During this uncertain and different way we are adapting as our livelihood since COVID-19, and in our reemergence of business with its underlying premise of tourism being our bread and butter, I question how do we (as leaders, business owners, locals, employees, residents, youth — people of the Virgin Islands) compare to the Caribbean with our tourism product? After recent reads and conversations as well as taking this writing to ourGovernment, namely the Department of Tourism, I share these concerns for our territory, knowing that we’ve opened our doors of welcome but still questioning what do we have to offer:
- For me, the entire feel of the Virgin Islands has changed from the late 1980s to present. We know it! Now with the onset and forever change in doing business, our livelihoods and social interaction that this virus has brought to the world alters the dynamics, especially to the travel industry. People when traveling are adding need to the basis of thinking to splurge! This is a time to address/present our tourism product by “redefining our venture.” The majority of conversations that I am a part of state: “We can diversify our tourism product … but it requires more understanding of us to be (action!), to do (action!), to shift our thinking (action!) rather than be subjected to the same presentation. Our constant call, thought process and inclination to say: “Boy, St. Thomas ain’t the same; or we have missed so many opportunities to shine!” … must change for our growth. We ought to resonate a sense of positivity to our spectrum, understanding every component of living and being in these islands affect our tourism product. To facilitate how we refresh and renew our product comes by addressing two major entities of our government’s subsidiaries and their roles to ensure that our tourism product be successful and strongly redefined:
Water and Power – an “elephant-in-the-room” mentality is the best description of our Virgin Islands Water and Power Authority. It is amazing how this agency suffices in a storm without us paying, but when in full operation, they produce alarming rates that seem to make up for lost revenue versus suitable fees. The ramifications of this entity are curtailing businesses to realize gainful profits, for which some have closed; residents pay exorbitant prices full well knowing that our consumption does not equate the monthly fees (because it does not matter being away from home or present, the bill remains as heightened). The question here is, how long will we be able to continue to aid WAPA’s pocket before operations on island come to a halt/to get off their grid; which we know neither is a realistic choice. We cannot continue to do business as existing when we know that today, each day is different. Many people’s dynamics are changing–from their work schedules, to their pay status; what kind of community are we fostering to handle these unjustifiable rates? Previous to the virus, people started marching as a result of the insistent high rates for services when compared to previous and others . . . with this rising pandemic, though the government has aided, what is our long-term effect? How is our government formulating a platform to answer its citizens? This form of utility is a most needed service where businesses are constantly reassessing to operate, and our people month by month are tolerating and figuring how to pay. Though the government has been bailing WAPA, it would be better for WAPA to present a platform to its payers, stating their operational goals and our responsibility to:
Their overall problem of providing power; their goal to make short-term and long-term changes; their request of consumers based on this process; what type of service to expect during this challenging process?

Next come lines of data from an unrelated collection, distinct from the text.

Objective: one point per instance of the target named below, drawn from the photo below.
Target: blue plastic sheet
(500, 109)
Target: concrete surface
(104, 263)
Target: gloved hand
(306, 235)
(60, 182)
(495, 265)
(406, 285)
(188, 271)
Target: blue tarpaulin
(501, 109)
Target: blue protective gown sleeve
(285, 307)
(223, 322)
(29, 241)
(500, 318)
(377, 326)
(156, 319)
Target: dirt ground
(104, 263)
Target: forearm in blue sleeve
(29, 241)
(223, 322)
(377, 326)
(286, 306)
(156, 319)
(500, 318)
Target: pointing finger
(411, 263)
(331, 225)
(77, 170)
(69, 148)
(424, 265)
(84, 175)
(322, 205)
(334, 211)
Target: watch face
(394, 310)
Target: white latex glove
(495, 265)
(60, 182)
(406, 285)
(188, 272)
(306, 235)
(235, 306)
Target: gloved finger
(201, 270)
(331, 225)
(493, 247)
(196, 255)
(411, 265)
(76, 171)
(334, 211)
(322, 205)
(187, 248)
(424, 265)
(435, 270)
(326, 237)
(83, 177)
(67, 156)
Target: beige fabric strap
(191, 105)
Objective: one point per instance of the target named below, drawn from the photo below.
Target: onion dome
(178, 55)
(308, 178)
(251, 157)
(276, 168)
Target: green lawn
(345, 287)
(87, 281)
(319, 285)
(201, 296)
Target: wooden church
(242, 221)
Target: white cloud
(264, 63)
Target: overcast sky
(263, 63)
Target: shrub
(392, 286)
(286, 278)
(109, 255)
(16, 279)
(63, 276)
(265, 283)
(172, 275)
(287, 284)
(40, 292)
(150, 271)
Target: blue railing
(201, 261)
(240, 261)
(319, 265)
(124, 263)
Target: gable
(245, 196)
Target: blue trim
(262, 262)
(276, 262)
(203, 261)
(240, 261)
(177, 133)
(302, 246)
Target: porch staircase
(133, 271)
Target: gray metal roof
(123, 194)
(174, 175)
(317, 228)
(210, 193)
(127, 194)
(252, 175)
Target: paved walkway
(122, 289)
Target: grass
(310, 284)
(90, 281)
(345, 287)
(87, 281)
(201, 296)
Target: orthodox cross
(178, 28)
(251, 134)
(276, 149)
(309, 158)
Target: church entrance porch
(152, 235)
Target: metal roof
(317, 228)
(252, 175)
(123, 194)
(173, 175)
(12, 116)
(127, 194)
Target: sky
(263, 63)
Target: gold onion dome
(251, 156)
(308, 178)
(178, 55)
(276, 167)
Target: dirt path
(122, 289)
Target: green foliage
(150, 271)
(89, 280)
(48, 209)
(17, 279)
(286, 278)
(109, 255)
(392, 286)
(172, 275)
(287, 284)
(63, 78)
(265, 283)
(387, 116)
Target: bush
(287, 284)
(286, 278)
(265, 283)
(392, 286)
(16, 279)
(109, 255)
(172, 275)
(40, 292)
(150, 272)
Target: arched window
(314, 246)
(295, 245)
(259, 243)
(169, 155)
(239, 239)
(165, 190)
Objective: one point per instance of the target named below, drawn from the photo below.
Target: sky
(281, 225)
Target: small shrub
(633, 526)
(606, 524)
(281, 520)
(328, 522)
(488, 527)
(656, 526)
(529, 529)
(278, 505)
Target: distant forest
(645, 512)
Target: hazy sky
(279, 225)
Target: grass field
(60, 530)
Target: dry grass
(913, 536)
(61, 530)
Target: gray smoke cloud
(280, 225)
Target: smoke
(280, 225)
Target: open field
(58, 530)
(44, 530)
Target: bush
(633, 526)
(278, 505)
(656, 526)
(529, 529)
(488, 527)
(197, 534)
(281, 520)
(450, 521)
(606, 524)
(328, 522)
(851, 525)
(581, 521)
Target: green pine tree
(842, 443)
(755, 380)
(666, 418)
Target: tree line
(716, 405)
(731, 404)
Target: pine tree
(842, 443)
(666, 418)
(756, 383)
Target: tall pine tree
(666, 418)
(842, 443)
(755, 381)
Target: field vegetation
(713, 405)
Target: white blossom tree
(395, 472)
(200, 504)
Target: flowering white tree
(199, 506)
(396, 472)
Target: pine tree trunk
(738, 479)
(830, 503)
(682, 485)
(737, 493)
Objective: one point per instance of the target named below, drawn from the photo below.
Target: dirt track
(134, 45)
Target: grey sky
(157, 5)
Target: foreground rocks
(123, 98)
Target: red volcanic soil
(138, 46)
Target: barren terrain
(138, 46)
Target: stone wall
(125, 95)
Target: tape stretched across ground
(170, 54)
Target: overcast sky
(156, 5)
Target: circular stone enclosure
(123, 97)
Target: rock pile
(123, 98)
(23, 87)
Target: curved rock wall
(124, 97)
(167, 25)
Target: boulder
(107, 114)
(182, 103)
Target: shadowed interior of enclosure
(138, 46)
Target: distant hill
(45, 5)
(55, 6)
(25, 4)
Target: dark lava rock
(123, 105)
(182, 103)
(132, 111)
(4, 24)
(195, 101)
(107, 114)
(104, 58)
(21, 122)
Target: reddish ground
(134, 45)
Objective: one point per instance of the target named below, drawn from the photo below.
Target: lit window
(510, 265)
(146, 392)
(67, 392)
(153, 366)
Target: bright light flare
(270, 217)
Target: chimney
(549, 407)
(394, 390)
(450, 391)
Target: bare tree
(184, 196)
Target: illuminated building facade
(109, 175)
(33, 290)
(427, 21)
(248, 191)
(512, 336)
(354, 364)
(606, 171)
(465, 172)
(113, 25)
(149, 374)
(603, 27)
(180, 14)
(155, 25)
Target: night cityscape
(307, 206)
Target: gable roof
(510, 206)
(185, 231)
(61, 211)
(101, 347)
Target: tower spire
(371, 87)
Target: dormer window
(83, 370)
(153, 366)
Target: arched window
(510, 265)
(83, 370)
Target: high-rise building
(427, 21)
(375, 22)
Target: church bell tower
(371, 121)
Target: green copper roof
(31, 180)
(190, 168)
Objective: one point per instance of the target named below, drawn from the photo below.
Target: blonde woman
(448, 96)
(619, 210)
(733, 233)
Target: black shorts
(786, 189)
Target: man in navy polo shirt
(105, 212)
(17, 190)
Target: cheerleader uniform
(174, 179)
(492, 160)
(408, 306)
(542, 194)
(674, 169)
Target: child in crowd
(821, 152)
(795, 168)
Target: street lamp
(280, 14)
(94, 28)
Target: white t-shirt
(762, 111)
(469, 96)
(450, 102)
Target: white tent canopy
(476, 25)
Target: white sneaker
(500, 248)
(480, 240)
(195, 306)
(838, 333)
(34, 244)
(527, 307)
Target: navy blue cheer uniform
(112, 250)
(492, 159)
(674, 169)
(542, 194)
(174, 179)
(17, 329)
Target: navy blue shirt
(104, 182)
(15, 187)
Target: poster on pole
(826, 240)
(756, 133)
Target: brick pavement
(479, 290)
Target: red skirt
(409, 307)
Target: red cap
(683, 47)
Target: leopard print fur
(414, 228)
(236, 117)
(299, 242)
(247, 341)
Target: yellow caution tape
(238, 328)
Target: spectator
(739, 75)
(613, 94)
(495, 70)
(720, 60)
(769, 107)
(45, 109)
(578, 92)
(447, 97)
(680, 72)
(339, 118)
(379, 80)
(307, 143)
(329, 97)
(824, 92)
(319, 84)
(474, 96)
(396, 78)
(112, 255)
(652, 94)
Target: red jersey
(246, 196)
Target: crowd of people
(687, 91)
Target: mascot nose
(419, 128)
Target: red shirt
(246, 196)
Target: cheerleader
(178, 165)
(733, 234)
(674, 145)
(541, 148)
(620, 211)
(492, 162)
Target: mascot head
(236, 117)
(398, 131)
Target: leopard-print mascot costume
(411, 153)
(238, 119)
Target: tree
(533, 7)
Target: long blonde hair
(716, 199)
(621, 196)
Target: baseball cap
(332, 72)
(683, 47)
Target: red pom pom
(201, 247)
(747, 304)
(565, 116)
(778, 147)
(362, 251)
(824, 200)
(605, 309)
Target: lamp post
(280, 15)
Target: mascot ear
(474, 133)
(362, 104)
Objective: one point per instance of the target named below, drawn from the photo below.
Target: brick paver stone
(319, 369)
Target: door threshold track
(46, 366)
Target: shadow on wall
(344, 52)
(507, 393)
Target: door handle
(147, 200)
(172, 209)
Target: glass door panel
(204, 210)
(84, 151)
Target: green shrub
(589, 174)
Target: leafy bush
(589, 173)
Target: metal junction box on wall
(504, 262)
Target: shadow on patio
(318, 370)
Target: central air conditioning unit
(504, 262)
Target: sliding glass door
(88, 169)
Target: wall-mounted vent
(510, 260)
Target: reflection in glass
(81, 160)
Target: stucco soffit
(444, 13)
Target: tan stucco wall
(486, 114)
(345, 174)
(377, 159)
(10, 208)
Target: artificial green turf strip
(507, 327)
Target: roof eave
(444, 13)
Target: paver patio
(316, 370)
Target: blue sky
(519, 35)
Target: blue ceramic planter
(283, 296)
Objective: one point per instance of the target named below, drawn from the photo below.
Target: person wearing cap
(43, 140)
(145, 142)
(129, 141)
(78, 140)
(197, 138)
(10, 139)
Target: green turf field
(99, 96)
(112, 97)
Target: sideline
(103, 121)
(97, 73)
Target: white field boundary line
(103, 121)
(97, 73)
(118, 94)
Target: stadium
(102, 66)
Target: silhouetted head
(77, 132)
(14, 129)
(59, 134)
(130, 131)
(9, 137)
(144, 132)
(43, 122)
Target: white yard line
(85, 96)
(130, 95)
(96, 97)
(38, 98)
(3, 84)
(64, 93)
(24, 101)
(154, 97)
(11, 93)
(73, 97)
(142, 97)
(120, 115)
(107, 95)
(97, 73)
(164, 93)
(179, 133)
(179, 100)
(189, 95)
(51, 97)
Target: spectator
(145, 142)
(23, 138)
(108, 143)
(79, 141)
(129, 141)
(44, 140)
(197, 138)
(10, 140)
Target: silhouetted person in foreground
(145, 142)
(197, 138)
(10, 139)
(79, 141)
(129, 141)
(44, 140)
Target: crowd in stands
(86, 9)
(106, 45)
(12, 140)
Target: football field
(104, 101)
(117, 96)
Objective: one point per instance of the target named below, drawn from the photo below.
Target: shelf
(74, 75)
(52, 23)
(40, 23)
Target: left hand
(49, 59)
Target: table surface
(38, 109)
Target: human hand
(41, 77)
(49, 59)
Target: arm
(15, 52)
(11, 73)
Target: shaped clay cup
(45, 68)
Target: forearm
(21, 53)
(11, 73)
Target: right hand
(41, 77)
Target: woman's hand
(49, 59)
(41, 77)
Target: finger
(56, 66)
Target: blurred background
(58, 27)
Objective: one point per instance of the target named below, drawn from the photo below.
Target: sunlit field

This perspective by WAPA is necessary to prepare business owners and working residents (the tax-paying community) with a mindset to be willing to be a part of a productive unit. For most, this type of understanding is what prepares the attitude for the working class. In order to approach our tourists with zest and enthusiasm, most times it is folks being hopeful that their livelihoods are in order.
Having good customer service, in my book too, surpasses knowing to say please, thanks . . . Today, it relates to a prepared worker from a functionable home (with WAPA being current) counting to meet a powered working environment with their employer so as to perform; this allows them to achieve their main goal—to honor their expenses and ultimately invest/see themselves do what their portion of the tourism product is—rest/relaxation! So, this entity of government must sooner than later realize that their service goes beyond the lights being on but that they too are responsible for providing our means to the end.
Waste Management – is another let down for this community knowing our responsibility to accommodate tourists. Sometimes I wonder for us as residents, do we understand that our islands ought to emulate from the rise to the setting of the sun? To be able to look up, then across the ocean to see it sparkle as jewels, adding to the end of the day with some of the most beautiful sunsets in the world, our cleanliness has the best example. Our natural beauty’s setting is the premise of what defines our product; because it is what most travelers search for. Often, I too ask myself, why is it, comparing to a larger city like Manhattan (22 .82 square miles), whose population and cleanly activities surpass ours; why is our Charlotte Amalie, which is less than a mile, cannot be contained for trash, all the time?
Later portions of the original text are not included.